Call #3 Take my first bite of steaming hot pizza. the tones go. 12 year old difficulty breathing. Lights and Sirens. Yeah, right, I think. Anxiety attack, no doubt. Get an update, keep coming, it sounds bad. The address is on the same street where there are some group homes. I'm thinking maybe some kid with cerebral palsy in a wheelchair, choked on plegm, is turning blue, and is going to be a code by the time we get there. We go charging in. It's an anxiety attack. "I got pnemonia, I've got pnemonia!" the boy shouts, clutching his chest.

"No, you don't, you got anxiety," his father says. "This happened two three times a week. The boy's was medication."

"But he's grabbing his chest," his mother says. "He's grabbing his chest."

"Listen, we've been through this. He's got anxiety. This is just like what happened in church. He got anxiety."

"But he's grabbing his chest."

"I want to go to the hospital," the boy says.

The kid is fine. warm and dry skin, lungs clear, sat is 100%. the kid was playing in the basement when suddenly he said he couldn't catch his breath. He's breathing fine watching his parents argue with each other. We end up with a refusal, the father saying he will take the boy down to the hospital if he continues to get upset.

Call #4 No sooner have we gotten back and I have gotten my plate of pizza, the tones go again. Difficulty breathing. Lights and sirens. We get half way there and we hear the cops go out and they say an ambulance is already there. It's not us. Somehow a commercial ambulance was dispatched. Whatever, we're canceled.

Get back, get some pizza.

Annoyance meter: Still hanging at zero because I am in a no annoyance, no whinning zone.

And I am rewarded by no late call. Who hoo!

Friday, December 02, 2005

Three Calls

Three calls today.

A 98 year old man growing weak.

A 47 year old man with jaundice and a failing liver.

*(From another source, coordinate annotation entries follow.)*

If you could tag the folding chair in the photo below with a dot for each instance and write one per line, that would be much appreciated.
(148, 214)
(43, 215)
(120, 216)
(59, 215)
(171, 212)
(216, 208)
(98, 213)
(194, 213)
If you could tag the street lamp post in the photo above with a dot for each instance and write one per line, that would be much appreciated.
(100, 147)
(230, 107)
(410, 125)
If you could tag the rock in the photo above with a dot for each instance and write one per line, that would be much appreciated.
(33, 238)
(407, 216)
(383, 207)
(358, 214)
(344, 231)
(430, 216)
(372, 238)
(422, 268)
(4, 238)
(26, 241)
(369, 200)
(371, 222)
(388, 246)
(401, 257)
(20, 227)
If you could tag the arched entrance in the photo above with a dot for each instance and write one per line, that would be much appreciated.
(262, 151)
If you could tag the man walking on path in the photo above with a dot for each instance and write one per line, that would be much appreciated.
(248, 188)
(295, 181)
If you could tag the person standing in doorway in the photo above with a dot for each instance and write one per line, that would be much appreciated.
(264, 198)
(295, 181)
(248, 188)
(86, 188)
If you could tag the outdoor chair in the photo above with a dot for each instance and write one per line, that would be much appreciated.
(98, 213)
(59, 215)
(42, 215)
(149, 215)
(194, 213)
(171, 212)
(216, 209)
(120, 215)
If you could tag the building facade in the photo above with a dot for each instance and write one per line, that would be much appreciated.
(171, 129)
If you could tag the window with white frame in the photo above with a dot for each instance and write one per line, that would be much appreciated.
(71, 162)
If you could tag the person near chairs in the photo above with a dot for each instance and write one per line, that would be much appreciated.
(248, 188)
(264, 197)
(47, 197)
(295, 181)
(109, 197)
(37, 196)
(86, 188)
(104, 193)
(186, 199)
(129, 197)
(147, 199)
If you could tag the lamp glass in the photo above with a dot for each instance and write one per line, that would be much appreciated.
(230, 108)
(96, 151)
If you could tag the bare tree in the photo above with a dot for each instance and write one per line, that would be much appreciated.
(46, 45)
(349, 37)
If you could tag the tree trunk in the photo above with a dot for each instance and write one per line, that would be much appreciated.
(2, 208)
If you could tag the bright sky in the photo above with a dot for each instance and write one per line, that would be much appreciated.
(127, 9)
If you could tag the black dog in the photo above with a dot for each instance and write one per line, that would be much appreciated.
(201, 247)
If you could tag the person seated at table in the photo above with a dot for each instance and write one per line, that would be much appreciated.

A 78 year old man with colon cancer.

All three calls were BLS. All three went to the hospital because they were too sick and weak to be at home, at least according to their caregivers who seemed in denial about the progression of their diseases. He gets tired on exertion. He's too weak to eat. He's lost twenty pounds.

The old man looked like he'd been a twinkling Spencer Haywood type priest in his day.

The youngest man looked like Dean Martin with yellow skin.

The thin old man with colon cancer looked like an emaciated Snoop Doggy Dog.

None of them said a word in the ambulance. They hardly moved.

Thursday, December 01, 2005

Something to Do

The last several days have been on the monotonous side. Same kind of calls over and over. Today we did two doctor's office calls. One for a man weak and dizzy who had the flu. The other for a man with some shortness of breath on exertion. He'd recently had surgery so his doctor sent him for x-rays and it turned out he had a PE so we brought him in to the ER. We did an old woman with Alzheimer's who said her neck hurt and then when we got to the hospital, she said she was fine and couldn't remember why we had brought her in. Did an MVA with neck and back pain.

Spent some time today reading through the AHA new guidelines. I've been jotting down some of the changes -- very interesting. I'll post more about them maybe tomorrow.

Also, you may have noticed I have started putting book ads on this site(Something to do while waiting for the big bad one). I am trying to post every autobiography or general non-fiction book about EMS and every fictional one I can find. I may add one or two instructional books, but only if they were real important to me. My apologies if I have left out anyone's book. I will add them as I come across them. At some point I may organize them better. I also may write a review of some of my favorites.